Now that Pride Month (in most countries) has come to a close, rainbow social media icons, logos and content have likely been less visible from your everyday brands. Participating in Pride Month is important to many companies (including ours) to connect their values and stand in alliance with the marginalized LGBTQ+ community. In addition, it is an opportunity to publicly stand for policies, products, services and/or changes that help raise awareness about issues facing the community. It’s a way to build bridges to understanding.
The LGBTQ+ community makes up approximately 4.5% of the US population but accounts for 8% of the country’s disposable income, according to a 2020 report from Kearney. That’s —approximately $1 trillion in disposable income for brands to cash in on. (In Canada, an estimated 3.3% of the population aged 15 and older identified as lesbian, gay or bisexual according to Canadian Community Health Survey data from 2015 to 2018.) LGBTQ+ consumers are more likely than members of other groups to seek out brands that represent and include them, to reward those that show support of LGBTQ+ friendly media and causes. They will also remain loyal to brands that are loyal to them.
Creating these bridges make economical sense for many companies, but for brands that view Pride Month as only a marketing and sales opportunity will face negative repercussions. What happens when brands do not run their companies in a way that is inclusionary to the LGBTQ+ community? Their public display of “solidarity” is quickly labelled Pinkwashing, and they face ridicule and backlash from all sides.
According to Wikipedia, “Pinkwashing is a term used to describe the action of using gay-related issues in positive ways in order to distract attention from negative actions by an organization, country or government. In the context of LGBT rights, it is used to describe a variety of marketing and political strategies aimed at promoting products, countries, people or entities through an appeal to gay-friendliness, in order to be perceived as progressive, modern and tolerant. […] Pinkwashing has been criticized as being deceptive […].”

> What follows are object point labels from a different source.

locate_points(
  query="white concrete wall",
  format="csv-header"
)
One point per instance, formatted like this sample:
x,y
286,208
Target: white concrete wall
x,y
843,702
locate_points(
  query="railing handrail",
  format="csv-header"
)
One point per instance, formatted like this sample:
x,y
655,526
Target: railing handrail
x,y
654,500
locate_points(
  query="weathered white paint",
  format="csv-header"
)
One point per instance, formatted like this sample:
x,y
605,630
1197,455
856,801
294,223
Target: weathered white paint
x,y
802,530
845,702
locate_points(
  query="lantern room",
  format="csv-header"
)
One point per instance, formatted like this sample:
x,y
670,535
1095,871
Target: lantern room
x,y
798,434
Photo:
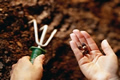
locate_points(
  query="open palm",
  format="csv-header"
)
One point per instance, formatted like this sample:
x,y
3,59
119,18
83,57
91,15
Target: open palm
x,y
95,65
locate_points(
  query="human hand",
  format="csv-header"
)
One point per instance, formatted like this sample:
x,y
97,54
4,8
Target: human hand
x,y
25,70
95,65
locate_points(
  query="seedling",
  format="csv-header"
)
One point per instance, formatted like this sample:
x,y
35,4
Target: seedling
x,y
36,51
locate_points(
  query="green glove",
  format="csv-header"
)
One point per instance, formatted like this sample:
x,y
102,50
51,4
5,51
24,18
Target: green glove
x,y
35,52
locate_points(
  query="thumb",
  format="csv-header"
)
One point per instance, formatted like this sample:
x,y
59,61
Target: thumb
x,y
39,60
106,48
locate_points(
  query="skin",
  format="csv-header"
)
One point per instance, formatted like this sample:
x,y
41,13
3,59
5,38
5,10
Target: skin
x,y
95,65
25,70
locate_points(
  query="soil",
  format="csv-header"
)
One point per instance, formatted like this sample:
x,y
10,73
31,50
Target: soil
x,y
100,18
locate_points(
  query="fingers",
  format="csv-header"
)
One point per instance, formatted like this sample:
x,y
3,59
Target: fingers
x,y
79,36
90,41
106,48
75,38
39,61
84,37
76,51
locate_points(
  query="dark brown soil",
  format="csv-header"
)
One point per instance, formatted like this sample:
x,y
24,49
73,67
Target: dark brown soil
x,y
100,18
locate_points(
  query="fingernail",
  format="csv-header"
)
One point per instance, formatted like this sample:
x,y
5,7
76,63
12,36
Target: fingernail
x,y
42,56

Commetric’s Social Media Analytics analyzed that Disney had the highest media impact this year with its Pinkwashing controversies. “The company released its Rainbow Disney 2021 collection, put a prominently positioned carousel of LGBTQ+ titles on its homepage, and donated to LGBTQ+ organizations around the world, but many media outlets reported that the company has found itself at the centre of a sexual orientation discrimination lawsuit brought by an executive employee.”
Companies must ensure their LGBTQ+ initiatives in June are not Pinkwashing their global policies that are not LGBTQ+ friendly. Companies need to secure their policies as inclusive and not simply part of a marketing ploy created to jump on the rainbow bandwagon, otherwise, they will have a Public Relations crisis on their hands.
Pride Month gives businesses the opportunity to realize that it should not be business as usual and that they should not ignore the LGBTQ+ community. However, their LGBTQ+ actions and words must match their intentions throughout the organization. They must actively demonstrate they are LGBTQ+ friendly by committing to publically standing in alliance with the LGBTQ+ community, making changes that help raise awareness about issues facing the community and take action on their own internal policies to make them inclusive. They also need to consistently communicate their inclusive environment publicly and remain committed throughout the year.
During Pride Month this year, we attended My G Work’s WorkPride Week over five days to learn about how we can better communicate to ensure a more inclusive consultancy and messaging for our clients. Their main sponsor showcased time and time again how they make inclusion for the LGBTQ+ community a priority. There are always opportunities to improve language, messaging and policies so we should all commit to supporting inclusion, diversity and equity at every turn.